You can’t time a downturn
The writing may be on the wall with respect to an economic downturn, but Tan says the timing of a recession remains ambiguous. The exact moment of impact – whether it’s mid-2023, in the second half, or in 2024 – could have meaningful implications for asset prices.
“At this time, because of the high level of uncertainty, we're still quite cautious,” she says.
The reopening of China is yet another cloud in the crystal ball. While there are signs that inflation is moderating – Statistics Canada reported that headline CPI decelerated to 6.3% in December, compared to 6.8% the previous month – Tan says a resurgence in Chinese demand could push inflation back up.
“We don't think it's going to be that inflationary because there wasn't the same stimulus in China as there was in Canada and the US, but it remains to be seen,” she says. “On the other hand, stronger growth in China is a net positive for global growth.”
According to Tan, last year’s broad market selloff had the effect of resetting valuations.
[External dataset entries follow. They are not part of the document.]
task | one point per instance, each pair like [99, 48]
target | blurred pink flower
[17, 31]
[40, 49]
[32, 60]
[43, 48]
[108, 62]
Earnings expectations have come down, but the broad consensus view still calls for a modest amount of earnings growth for the TSX this year. But because of the lingering risk of recession, she says there’s still considerable downside to that.
“We think there’s still earnings variability in Canada,” Tan says. “Valuations are going to really matter, and you want to be careful what you own … it’s about making sure you don’t overpay, especially when interest rates today let you earn a money market or bond yield that’s quite attractive, without having to stretch too much for it.”